Skip to content

Architecture

Source Layout

skipper/
├── Dockerfile                          GraalVM multi-stage build (native binary → debian:12-slim)
├── pom.xml
├── helm/naftiko-skipper/               Helm chart
│   ├── crds/                           CRD YAML installed by Helm
│   └── templates/                      Operator Deployment, RBAC, ServiceAccount
├── config/
│   ├── crds/                           CRD definitions — managed by ArgoCD (wave -1)
│   │   ├── application.yaml
│   │   └── manifests/
│   │       ├── naftiko-capability-crd.yaml
│   │       └── capability-class-crd.yaml
│   ├── defaults/                       Default CapabilityClass instances — managed by ArgoCD (wave 0)
│   │   ├── application.yaml
│   │   └── manifests/
│   │       ├── capability-class-standard.yaml
│   │       ├── capability-class-premium.yaml
│   │       └── capability-class-dev.yaml
│   ├── operator/                       Operator ArgoCD Application (wave 1)
│   │   └── application.yaml
│   ├── capabilities/                   ApplicationSet template for user capabilities
│   │   └── applicationset.template.yaml
│   └── samples/                        Sample Capability CRs for testing and CI
└── src/main/java/io/naftiko/operator/
    ├── NaftikoOperator.java            Main entry point
    ├── CapabilityReconciler.java       Core reconciliation logic
    └── crd/
        ├── CapabilityResource.java
        ├── CapabilitySpec.java
        ├── CapabilityStatus.java
        ├── CapabilityClassResource.java
        └── CapabilityClassSpec.java

Reconciliation Flow


Core Components

Capability CRD

The Capability resource is the primary user-facing API.
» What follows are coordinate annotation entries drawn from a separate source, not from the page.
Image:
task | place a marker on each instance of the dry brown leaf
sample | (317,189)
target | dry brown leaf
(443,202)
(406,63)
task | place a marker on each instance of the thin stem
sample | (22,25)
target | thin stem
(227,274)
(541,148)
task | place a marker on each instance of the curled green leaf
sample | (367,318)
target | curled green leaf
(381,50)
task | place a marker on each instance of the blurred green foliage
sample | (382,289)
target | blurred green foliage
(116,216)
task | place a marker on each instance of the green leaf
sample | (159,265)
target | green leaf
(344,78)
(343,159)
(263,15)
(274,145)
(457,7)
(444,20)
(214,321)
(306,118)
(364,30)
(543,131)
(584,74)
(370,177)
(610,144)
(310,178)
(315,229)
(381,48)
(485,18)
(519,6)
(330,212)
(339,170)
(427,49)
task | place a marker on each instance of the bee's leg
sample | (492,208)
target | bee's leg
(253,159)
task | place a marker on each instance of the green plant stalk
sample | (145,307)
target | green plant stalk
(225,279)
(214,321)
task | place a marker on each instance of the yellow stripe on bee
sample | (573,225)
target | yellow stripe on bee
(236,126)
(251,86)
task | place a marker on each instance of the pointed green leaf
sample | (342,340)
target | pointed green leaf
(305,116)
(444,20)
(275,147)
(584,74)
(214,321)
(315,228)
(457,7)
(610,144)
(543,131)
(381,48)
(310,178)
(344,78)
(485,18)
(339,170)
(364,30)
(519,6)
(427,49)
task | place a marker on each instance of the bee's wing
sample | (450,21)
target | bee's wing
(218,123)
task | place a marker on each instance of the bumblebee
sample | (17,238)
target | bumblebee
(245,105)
Users submit a capability specification through: - a referenced ConfigMap (recommended — specRef pattern) - labels describing tier/domain metadata - exposed REST, MCP, skill, or control endpoints

Example:

apiVersion: naftiko.io/v1alpha3
kind: Capability
metadata:
  name: hello-world
spec:
  specRef:
    configMap: hello-world-spec

CapabilityClass

CapabilityClass defines operational defaults per resource tier: - CPU requests/limits - memory requests/limits - HPA autoscaling configuration - Resilience4j defaults (circuit breaker, retry, bulkhead, rate limiter)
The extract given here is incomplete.